Un autre exemple concerne une femelle nommée "Animal 15", qui a passé plusieurs mois à perdre progressivement toutes ses capacités après l'implantation d'un système électronique dans son cerveau. Elle a développé une série de symptômes, notamment des tremblements incontrôlables, et a finalement été euthanasiée en mars 2019. L'autopsie a révélé des saignements cérébraux et des dommages causés par les implants Neuralink à son cortex cérébral.
Interrogé sur le sujet par un internaute sur son réseau social, Elon Musk a admis en septembre que des singes étaient décédés pendant les essais en laboratoire. Cependant, il a nié que ces décès étaient directement liés à l'implantation des dispositifs Neuralink, affirmant que les singes sélectionnés étaient déjà "proches de la mort".
En février de la même année, Neuralink avait été la cible d'une plainte pour maltraitance animale. La société avait réagi en publiant un communiqué sur son site, affirmant que les accusations provenaient de personnes opposées à l'utilisation d'animaux dans la recherche. Ils avaient expliqué que les singes étaient arrivés "en procédure terminale" en raison de leur mauvais état de santé préexistant avant leur assignation à Neuralink.
Cependant, les témoignages d'anciens employés de Neuralink, recueillis par Wired, remettent en question ces déclarations. Un scientifique ayant participé aux expériences a déclaré au média que les affirmations d'Elon Musk et de Neuralink étaient "ridicules" et même "complètement inventées". Selon lui, les singes avaient été en possession de Neuralink pendant environ un an avant toute intervention chirurgicale, ce qui contredit l'argument selon lequel ils étaient déjà en phase terminale.

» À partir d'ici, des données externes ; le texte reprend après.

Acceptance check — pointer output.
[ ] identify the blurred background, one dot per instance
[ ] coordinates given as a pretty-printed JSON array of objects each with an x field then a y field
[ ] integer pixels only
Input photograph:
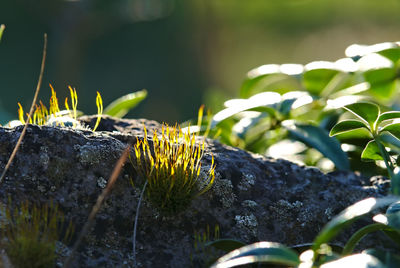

Un doctorant impliqué dans le programme a également contesté les affirmations de Musk en affirmant que les singes étaient "de jolis jeunes singes" et qu'il était difficile d'imaginer qu'ils étaient en phase terminale pour une raison quelconque.
Les lettres adressées à la SEC émanent du Physicians Committee for Responsible Medicine, une organisation à but non lucratif qui milite contre les tests sur les animaux vivants. Selon ce groupe, les investisseurs potentiels de Neuralink méritent de connaître la vérité sur la sécurité des implants de l'entreprise, ce qui affecte également leur valeur sur le marché.
Si la SEC décide d'enquêter sur Neuralink en réponse à ces lettres, ce serait la troisième enquête fédérale visant l'entreprise. En décembre 2022, le Bureau de l'Inspecteur général du ministère américain de l'Agriculture avait ouvert une enquête sur le traitement des produits testés sur des animaux par Neuralink. En février, le ministère américain des Transports avait également lancé une enquête suite à des allégations de transport dangereux d'agents pathogènes résistants aux antibiotiques.
Vers des essais cliniques sur les humains
Au début de l'année 2022, la Food and Drug Administration (FDA) avait refusé à Neuralink l'autorisation de mener des essais cliniques sur l'homme, craignant les risques liés à la batterie au lithium de l'implant ainsi que la possibilité que les fils de l'implant migrent vers d'autres parties du cerveau. Cependant, en mai de la même année, la FDA a finalement donné son approbation à l'entreprise. Les essais sur des humains pourraient bientôt débuter.
En conclusion, les allégations de mauvais traitements envers les singes dans les laboratoires de Neuralink soulèvent des préoccupations sérieuses quant à l'éthique des expériences menées par l'entreprise. Les appels à une enquête approfondie et les témoignages d'anciens employés remettent en question les déclarations de la société et pourraient avoir un impact sur son avenir. La sécurité et le bien-être des animaux de laboratoire, ainsi que les enjeux éthiques liés à la recherche médicale, continuent d'être au centre de ce débat.